To learn how individuals of different races, ethnicities, and genders have been uniquely impacted by recent rises in gun homicides, Everytown researchers analyzed the most up-to-date and reliable data sources on the topic, including CDC death records, which detail victim demographics through 2021, and Everytown’s Transgender Homicide Tracker, which aggregates data from media reports through 2022. Several key trends emerged:

  • While Black men are more than 17 times more likely to die by gun homicide than white men, gun homicide rates among Black women increased more than any other gender and racial or ethnic group in the country, at an alarming rate of 79%.
    • In effect, more than 560 additional Black women died from gun homicides each year since 2019.
  • Latinx communities also experienced this surge in gun violence, with the second-highest increase in gun homicide rates, at 45%, since 2019.
    • Latinx communities carry a disproportionate burden of gun homicides in the U.S., with rates 2.4 times higher than those of white people.
  • The transgender and gender non-conforming community continues to experience increases in gun homicide as well, with annual counts rising by 40% through 2022. Tragically, Black transgender women are disproportionately targeted, accounting for more than six in 10 transgender gun homicide victims on average. 

Across each of these communities that face disproportionately high rates of gun violence, it is difficult to assess exactly what drives spikes in gun homicides, but research shows that facts such as chronic underinvestment, discrimination and record gun sales are likely all relevant factors. 

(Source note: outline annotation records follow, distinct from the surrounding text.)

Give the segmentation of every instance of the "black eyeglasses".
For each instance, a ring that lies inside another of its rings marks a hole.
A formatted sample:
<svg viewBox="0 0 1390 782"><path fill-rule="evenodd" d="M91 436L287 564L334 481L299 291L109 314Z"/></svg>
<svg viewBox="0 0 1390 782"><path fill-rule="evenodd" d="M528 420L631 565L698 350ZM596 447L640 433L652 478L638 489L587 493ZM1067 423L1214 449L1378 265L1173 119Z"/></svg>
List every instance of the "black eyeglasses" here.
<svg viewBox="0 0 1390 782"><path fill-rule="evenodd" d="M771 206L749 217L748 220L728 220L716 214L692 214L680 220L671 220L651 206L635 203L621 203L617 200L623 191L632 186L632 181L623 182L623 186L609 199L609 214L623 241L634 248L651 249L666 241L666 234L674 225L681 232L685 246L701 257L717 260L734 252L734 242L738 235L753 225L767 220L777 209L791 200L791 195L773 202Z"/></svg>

While early data suggests that we may be on track to see a decline in overall homicides this year, gun violence is consistently highest in the summers, and close attention must be paid to this issue to sustain these improvements. To prevent gun homicides, Everytown’s latest report makes the case for designing CVI programs—such as street outreach, hospital engagement, and cleaning and greening— for both communities that continue to face legacies of gun violence and those experiencing more recent rises.